A Molecular Genetics Laboratory Test Requisition must accompany the specimen. Contact the Molecular Laboratory at 918-502-1721 to obtain further information.
Counseling and informed consent are recommended for genetic testing; Center for Genetic Testing at Saint Francis consent form
is available as a resource but not required.
Incidence: 1 in 1,000 people
Inheritance: Heterozygosity is inherited in an autosomal dominant manner and increases risk for VTEs (venous thromboembolims) 2- 5 fold.
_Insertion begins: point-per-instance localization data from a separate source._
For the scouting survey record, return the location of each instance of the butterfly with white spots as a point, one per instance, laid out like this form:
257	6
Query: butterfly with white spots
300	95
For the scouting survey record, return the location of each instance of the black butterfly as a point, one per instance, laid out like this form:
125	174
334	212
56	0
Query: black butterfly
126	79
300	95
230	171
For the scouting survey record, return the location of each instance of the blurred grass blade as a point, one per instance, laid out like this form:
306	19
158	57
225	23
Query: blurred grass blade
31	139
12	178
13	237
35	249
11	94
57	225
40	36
Homozygosity results in an increased risk but it is unclear how much more risk is gained from the second copy. Heterozygosity in combination with a FV mutation gives a 10-20 fold increased risk of VTE.
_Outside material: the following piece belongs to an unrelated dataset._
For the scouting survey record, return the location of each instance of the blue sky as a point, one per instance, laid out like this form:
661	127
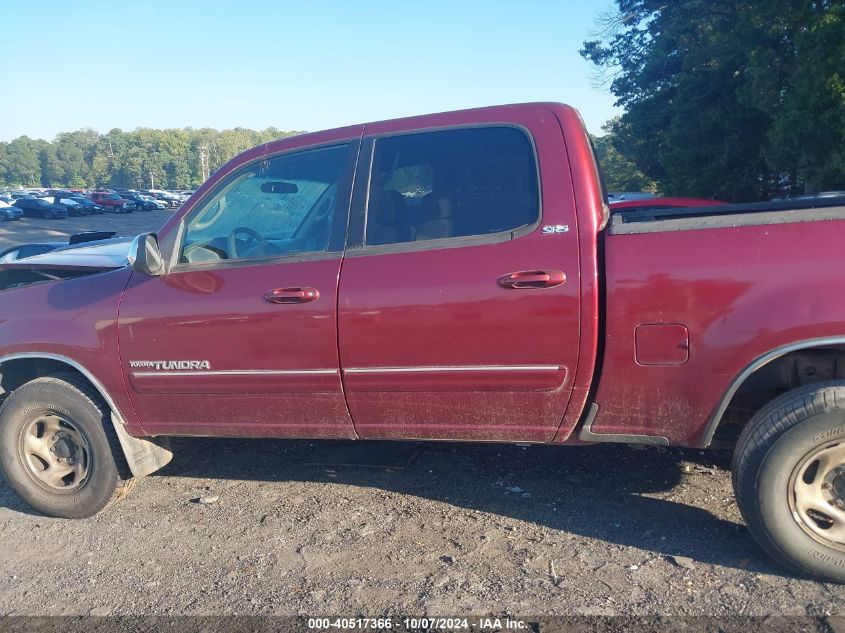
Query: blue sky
293	65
Disease Characteristics: Recurrent VTE (venous thromboembolism) especially DVT (deep vein thrombosis) in the legs and upper extremities. Also, possibly a risk of pregnancy loss and complications such as preeclampsia, intrauterine growth restriction, and placental abruption.
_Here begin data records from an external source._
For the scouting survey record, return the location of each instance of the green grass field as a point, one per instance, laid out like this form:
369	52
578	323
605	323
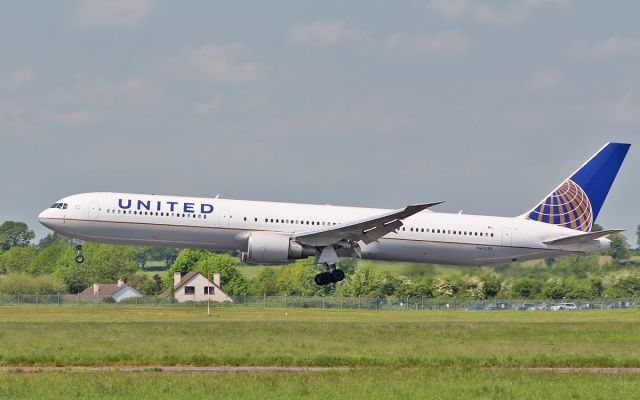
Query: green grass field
374	383
424	354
Clinical Sensitivity: 1-3% of patients presenting with a VTE (venous thromboembolism).
INDICATIONS FOR USE:
- To determine the potential cause of unexplained or recurrent thrombosis in children or adults.
- Patients undergoing surgery especially the potentially high-risk class of women taking estrogen supplements or smoking.
- Evaluation of individuals before initiation of oral contraceptives.
- Evaluation of women with recurrent pregnancy loss.